El presidente Javier Milei ratificó de forma contundente el rumbo macroeconómico al rechazar formalmente los planteos de grandes bancos de inversión internacionales que sugerían relajar la actual política monetaria restrictiva. A través de voceros del Palacio de Hacienda, la Casa Rosada confirmó que no convalidará un incremento en la circulación de pesos para forzar un pico artificial de consumo, manteniendo como prioridad absoluta el apretón financiero y la erradicación del flagelo inflacionario.
El debate se instaló con fuerza luego de que el viceministro de Economía, José Luis Daza, admitiera públicamente haber recibido pedidos de operadores financieros del exterior para convalidar una inyección de liquidez en el mercado local. La propuesta de las entidades apuntaba a dinamizar de forma acelerada la actividad comercial de cara a los desafíos políticos del oficialismo, obteniendo como respuesta oficial un "no" rotundo ante cualquier maniobra de tinte populista o electoralista.
Desde la conducción del Banco Central de la República Argentina respaldaron la dureza presidencial mediante la difusión de los últimos informes monetarios de la entidad rectora. El documento oficial ratifica el férreo control sobre los agregados monetarios y el fin de los mecanismos de asistencia directa al Tesoro Nacional, confirmando que la secuencia del plan económico prioriza alcanzar una estabilidad de precios total antes de propiciar una expansión del crédito privado masivo.
En los despachos oficiales admiten que sostener este esquema restrictivo implica aceptar una recuperación más lenta de los indicadores de la economía real y del poder adquisitivo de la población.
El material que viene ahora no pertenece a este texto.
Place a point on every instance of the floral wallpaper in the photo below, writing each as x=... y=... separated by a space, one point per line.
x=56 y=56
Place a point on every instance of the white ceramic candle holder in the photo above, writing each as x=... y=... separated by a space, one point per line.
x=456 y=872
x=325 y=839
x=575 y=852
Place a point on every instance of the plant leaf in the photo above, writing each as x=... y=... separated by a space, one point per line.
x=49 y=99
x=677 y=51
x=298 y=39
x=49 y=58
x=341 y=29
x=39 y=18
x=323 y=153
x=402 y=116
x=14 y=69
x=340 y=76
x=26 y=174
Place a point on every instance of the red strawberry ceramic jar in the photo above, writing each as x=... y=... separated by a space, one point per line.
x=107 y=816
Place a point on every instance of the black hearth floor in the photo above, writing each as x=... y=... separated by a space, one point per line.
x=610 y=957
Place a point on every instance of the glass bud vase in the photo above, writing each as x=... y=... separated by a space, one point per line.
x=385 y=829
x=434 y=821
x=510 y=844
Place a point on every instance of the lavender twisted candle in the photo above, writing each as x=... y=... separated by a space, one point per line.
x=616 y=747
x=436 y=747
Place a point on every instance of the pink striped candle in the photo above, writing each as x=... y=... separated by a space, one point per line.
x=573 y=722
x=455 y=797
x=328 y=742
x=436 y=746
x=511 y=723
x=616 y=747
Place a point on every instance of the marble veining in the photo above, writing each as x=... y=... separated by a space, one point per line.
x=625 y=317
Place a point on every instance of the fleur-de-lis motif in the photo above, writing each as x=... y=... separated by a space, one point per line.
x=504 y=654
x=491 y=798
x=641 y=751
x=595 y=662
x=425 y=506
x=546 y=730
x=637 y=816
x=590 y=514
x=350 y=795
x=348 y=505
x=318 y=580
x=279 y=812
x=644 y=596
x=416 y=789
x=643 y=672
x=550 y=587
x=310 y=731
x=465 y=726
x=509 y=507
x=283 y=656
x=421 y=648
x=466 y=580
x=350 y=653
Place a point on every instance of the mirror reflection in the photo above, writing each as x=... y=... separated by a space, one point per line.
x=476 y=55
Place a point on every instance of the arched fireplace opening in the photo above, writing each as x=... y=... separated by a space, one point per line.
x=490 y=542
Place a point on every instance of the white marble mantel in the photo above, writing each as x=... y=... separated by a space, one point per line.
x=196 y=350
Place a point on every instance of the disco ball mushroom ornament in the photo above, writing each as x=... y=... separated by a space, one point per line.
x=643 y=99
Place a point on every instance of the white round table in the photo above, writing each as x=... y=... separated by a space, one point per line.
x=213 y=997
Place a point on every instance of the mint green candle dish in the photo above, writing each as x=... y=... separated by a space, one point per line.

No obstante, Milei argumenta que flexibilizar el torniquete financiero de forma prematura pondría en riesgo el equilibrio fiscal logrado, comprometiendo además los avances de una desinflación estructural que el mandatario busca blindar mediante el inminente envío de la nueva Carta Orgánica de la autoridad monetaria.
El rechazo a las presiones externas funciona también como una fuerte señal política hacia los mercados globales respecto de la previsibilidad institucional del programa local. Con un riesgo país consolidando su tendencia descendente y tras haber ratificado la continuidad del torniquete en foros empresariales, el oficialismo se mantiene aferrado al mástil de la ortodoxia fiscal, desafiando los reclamos del sector corporativo tradicional y apostando a que la confianza del consumidor se recupere genuinamente por la vía de la estabilidad.